With the railways beginning to crisscross the country, letters were arriving at his door from disciples and admirers. And he wrote back, sometimes to make recommendations for those in need…sometimes to urge restraint to friends who were passionate about publishing his poetry. We learn from his words that his poetry was never expressed with a third person in mind. They were part of a discourse between him and god. Sometimes he wrote for as simple things as the coarse cloth that he used to shroud himself. A friend sent him one piece in place of the two that had been asked for. ‘‘No need to worry about the second’’ he would write…’’I keep this and consider it to be equal to a thousand pieces…’’ Sometimes he even gave spiritual instruction through letters, especially to close friends, but forbade the recipients from revealing their contents to others.
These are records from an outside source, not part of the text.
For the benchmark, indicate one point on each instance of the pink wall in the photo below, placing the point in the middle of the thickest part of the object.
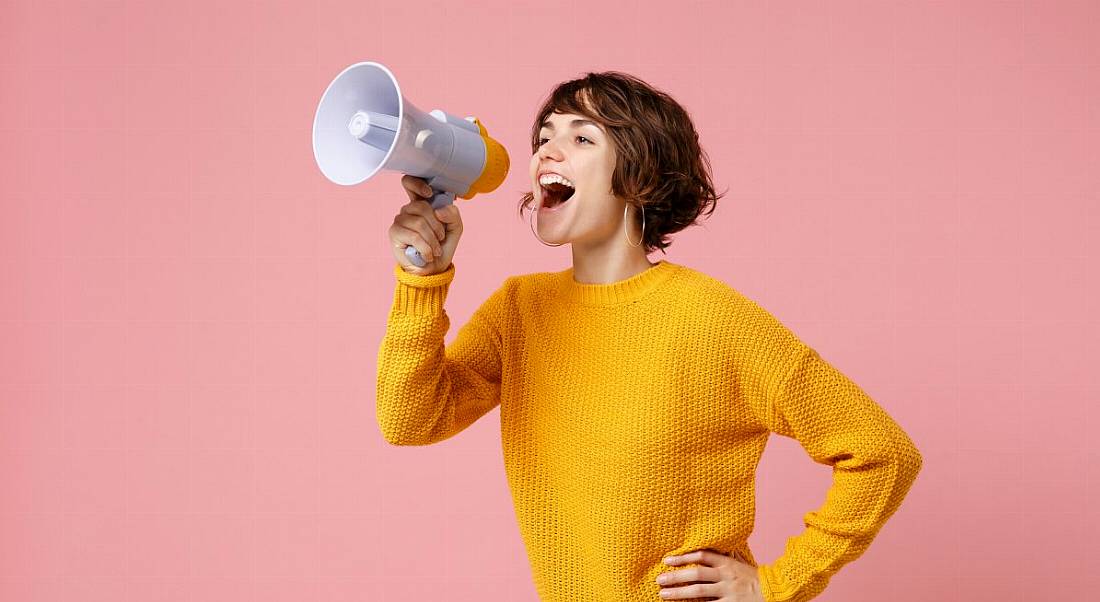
(189, 312)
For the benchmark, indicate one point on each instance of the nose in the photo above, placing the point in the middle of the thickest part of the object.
(550, 150)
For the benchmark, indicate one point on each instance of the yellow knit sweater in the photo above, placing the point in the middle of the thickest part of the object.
(633, 417)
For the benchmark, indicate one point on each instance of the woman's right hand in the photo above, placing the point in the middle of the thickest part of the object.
(433, 232)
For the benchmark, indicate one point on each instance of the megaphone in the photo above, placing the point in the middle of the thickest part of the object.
(364, 124)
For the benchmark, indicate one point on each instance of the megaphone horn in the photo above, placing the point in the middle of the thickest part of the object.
(364, 124)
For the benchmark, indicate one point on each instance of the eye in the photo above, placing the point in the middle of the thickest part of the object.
(543, 140)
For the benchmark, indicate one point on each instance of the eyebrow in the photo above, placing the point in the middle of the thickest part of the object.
(575, 123)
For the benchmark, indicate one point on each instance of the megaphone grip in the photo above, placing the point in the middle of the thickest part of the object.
(439, 199)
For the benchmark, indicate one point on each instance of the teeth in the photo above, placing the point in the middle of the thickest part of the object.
(551, 178)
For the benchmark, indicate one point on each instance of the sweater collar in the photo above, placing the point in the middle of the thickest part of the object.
(614, 293)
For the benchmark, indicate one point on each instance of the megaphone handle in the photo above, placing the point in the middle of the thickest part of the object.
(440, 199)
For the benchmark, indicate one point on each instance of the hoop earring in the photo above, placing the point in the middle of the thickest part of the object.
(627, 232)
(535, 215)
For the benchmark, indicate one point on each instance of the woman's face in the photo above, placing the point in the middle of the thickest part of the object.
(580, 150)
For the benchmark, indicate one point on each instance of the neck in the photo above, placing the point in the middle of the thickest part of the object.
(608, 265)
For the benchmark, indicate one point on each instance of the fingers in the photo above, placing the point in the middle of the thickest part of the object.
(416, 187)
(429, 229)
(405, 237)
(422, 210)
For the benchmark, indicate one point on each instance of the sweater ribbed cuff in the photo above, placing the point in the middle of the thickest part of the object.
(421, 295)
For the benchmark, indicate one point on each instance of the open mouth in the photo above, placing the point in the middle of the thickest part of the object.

The institution building chapter of Ramalingam’s life was opening up. The winds of religious and social reform had begun to blow across the Indian sub-continent, and the iniquities of centuries of social stagnation and sufferings of ordinary men and women were making the sensitive saint sleepless. Famines were sweeping across the land…and social cleavages were coming in the way even of alleviation of sorrow.
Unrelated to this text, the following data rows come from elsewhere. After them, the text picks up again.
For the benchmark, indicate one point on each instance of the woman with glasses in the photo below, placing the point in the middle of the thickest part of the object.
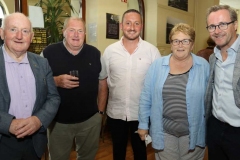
(172, 100)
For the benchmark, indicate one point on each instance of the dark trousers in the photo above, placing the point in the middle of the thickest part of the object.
(12, 148)
(119, 132)
(223, 140)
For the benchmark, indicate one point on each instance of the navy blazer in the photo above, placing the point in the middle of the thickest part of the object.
(46, 104)
(235, 83)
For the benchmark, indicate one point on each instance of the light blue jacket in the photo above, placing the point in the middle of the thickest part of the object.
(151, 102)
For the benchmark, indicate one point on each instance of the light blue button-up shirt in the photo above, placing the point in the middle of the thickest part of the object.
(224, 107)
(151, 102)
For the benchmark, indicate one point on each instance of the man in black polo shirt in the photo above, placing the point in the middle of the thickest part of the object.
(78, 117)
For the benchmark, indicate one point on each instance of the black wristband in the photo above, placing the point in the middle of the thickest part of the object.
(100, 112)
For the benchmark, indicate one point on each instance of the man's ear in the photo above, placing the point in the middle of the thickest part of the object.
(120, 25)
(2, 33)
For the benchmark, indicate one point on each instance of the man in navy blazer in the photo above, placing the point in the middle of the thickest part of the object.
(29, 99)
(223, 91)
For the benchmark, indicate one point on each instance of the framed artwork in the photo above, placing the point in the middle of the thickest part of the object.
(179, 4)
(112, 30)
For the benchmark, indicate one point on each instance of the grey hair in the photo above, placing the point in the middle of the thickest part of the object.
(6, 18)
(73, 18)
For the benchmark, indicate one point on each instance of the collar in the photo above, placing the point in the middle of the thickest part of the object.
(9, 59)
(233, 47)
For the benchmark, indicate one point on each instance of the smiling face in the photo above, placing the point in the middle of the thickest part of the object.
(181, 51)
(74, 34)
(131, 26)
(16, 34)
(223, 38)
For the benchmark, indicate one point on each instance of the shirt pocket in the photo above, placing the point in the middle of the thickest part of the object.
(143, 65)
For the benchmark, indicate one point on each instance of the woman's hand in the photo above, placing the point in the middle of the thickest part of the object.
(142, 133)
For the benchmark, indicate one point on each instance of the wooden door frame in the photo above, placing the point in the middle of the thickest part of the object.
(21, 6)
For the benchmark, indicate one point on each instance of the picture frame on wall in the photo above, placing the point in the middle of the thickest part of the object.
(112, 30)
(179, 4)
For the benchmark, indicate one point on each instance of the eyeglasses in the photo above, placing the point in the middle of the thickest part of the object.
(25, 32)
(80, 31)
(176, 42)
(222, 26)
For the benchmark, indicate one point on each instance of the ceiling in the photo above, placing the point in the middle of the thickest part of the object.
(233, 3)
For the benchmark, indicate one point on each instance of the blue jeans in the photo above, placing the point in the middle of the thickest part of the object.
(119, 132)
(223, 140)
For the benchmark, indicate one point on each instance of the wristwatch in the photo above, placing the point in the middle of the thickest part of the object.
(100, 112)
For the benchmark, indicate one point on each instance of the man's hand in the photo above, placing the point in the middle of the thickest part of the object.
(13, 126)
(26, 127)
(142, 133)
(66, 81)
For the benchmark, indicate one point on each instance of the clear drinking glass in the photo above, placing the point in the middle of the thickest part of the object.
(74, 73)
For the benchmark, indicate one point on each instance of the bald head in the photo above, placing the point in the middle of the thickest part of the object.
(17, 15)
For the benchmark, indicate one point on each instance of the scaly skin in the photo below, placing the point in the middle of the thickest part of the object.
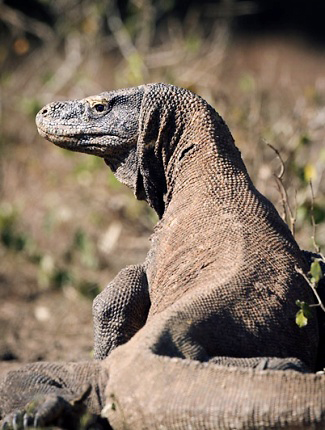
(203, 334)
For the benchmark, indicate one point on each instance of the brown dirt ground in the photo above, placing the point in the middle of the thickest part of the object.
(45, 185)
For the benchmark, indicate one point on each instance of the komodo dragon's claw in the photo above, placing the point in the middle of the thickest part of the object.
(48, 409)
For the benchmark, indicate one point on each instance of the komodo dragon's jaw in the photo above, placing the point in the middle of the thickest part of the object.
(96, 125)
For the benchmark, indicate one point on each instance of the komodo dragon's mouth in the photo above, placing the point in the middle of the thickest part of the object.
(87, 143)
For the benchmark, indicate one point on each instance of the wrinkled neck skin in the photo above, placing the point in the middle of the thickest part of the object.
(174, 125)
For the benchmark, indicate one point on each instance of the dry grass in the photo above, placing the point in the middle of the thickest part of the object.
(70, 227)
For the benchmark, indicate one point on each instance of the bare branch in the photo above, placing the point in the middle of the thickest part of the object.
(312, 286)
(283, 192)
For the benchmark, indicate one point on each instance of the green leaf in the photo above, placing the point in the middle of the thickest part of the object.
(316, 271)
(303, 314)
(301, 320)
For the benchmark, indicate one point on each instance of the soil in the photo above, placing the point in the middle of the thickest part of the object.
(71, 214)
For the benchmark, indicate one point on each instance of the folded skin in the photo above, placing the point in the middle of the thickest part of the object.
(219, 281)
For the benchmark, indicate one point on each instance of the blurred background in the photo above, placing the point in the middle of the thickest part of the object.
(66, 225)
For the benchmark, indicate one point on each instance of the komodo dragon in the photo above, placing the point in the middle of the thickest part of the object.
(203, 334)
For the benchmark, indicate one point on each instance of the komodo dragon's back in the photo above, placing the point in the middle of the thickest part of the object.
(200, 335)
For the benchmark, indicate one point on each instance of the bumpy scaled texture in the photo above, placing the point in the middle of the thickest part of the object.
(203, 335)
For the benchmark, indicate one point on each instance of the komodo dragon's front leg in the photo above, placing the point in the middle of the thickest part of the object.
(120, 310)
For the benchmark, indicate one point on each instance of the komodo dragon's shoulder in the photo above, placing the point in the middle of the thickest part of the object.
(203, 333)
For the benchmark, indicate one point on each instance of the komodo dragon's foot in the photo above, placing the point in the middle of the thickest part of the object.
(54, 410)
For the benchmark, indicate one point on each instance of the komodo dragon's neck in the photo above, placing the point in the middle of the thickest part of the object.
(182, 139)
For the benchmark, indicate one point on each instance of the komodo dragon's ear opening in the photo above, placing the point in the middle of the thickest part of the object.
(151, 175)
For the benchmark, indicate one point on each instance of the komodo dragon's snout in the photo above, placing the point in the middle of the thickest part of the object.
(202, 335)
(96, 125)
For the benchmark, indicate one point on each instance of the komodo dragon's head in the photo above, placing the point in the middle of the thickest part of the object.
(136, 131)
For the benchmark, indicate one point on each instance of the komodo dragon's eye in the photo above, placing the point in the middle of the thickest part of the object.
(99, 107)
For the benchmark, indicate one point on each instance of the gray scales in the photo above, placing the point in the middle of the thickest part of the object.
(203, 334)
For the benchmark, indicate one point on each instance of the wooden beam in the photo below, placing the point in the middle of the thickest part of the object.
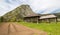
(37, 20)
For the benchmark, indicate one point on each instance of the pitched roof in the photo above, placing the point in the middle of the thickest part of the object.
(48, 16)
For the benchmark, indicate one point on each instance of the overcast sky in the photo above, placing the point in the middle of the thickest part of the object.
(38, 6)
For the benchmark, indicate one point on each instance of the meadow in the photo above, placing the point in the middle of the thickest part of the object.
(50, 28)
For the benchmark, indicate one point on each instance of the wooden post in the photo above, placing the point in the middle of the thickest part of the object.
(56, 20)
(37, 20)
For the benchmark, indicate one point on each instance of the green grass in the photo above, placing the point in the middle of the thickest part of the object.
(50, 28)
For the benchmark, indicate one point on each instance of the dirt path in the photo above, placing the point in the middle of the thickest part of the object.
(12, 28)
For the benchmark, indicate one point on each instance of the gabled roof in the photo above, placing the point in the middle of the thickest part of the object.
(47, 16)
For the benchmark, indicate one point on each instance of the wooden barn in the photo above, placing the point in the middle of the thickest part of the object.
(29, 15)
(48, 18)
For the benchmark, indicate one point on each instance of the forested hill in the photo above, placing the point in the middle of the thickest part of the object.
(18, 13)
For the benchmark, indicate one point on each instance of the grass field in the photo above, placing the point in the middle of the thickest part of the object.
(50, 28)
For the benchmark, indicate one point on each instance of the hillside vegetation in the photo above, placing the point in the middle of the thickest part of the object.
(50, 28)
(18, 14)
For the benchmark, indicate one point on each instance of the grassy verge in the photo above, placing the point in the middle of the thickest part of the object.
(51, 29)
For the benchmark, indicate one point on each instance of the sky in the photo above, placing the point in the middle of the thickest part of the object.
(38, 6)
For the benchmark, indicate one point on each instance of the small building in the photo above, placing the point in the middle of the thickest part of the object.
(28, 14)
(48, 18)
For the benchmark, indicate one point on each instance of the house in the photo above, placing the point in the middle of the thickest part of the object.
(48, 18)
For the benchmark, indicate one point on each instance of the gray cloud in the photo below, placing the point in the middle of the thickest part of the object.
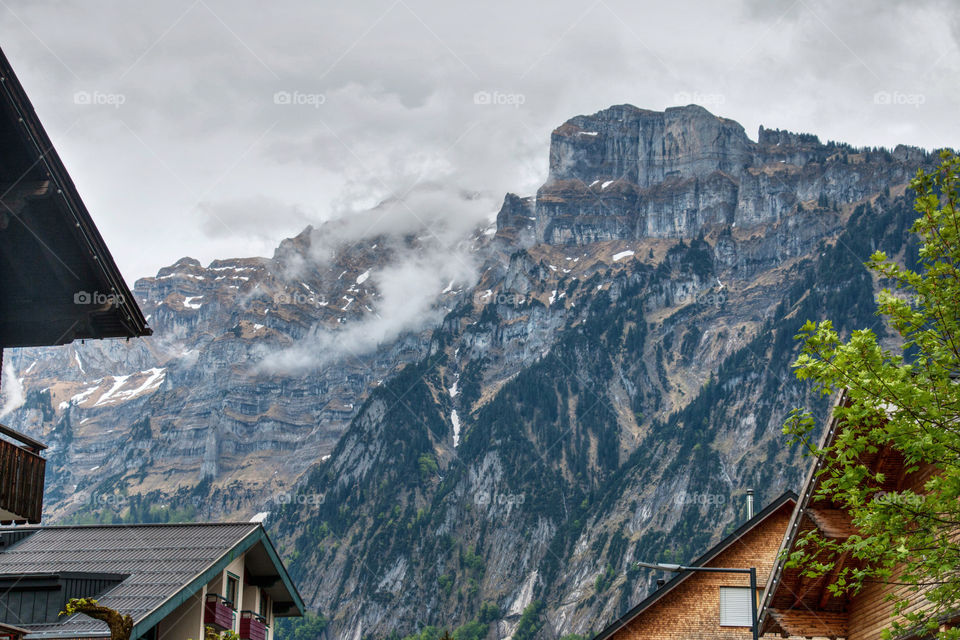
(393, 84)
Even as Ramalingam’s ecstatic experiences were catapulting him into a transcendental trajectory, he was envisaging revolutionary changes in religion and society. Just a decade ago he was demolishing a Tamil Brahmo’s arguments for worship of a formless god; but now (late 1860s) he was not only declaring a formless God of Light but also smashing all the modes of worship known to traditional Hinduism. He was at the height of an astonishing iconoclasm…smashing all the images and moulds of the past..even calling to question the classical grammars both of Sanskrit (Panini) and Tamil (Tholkappiyam).

It seemed a bit ironical that the saint who was advocating the path of compassion to all life (Jeevakaarunyam) as a pathway to god, was running down all the ladders of the past…even those that he had himself climbed. But how could you question a warrior of the peaks when he has got even higher and is apparently trapezing in the skies between points you can not even visualise. His own experience apparently indicated to him the shortest pathway to the longest journey the human soul could ever take, and you could feel the urgency in his voice as he communicated through impassioned verse.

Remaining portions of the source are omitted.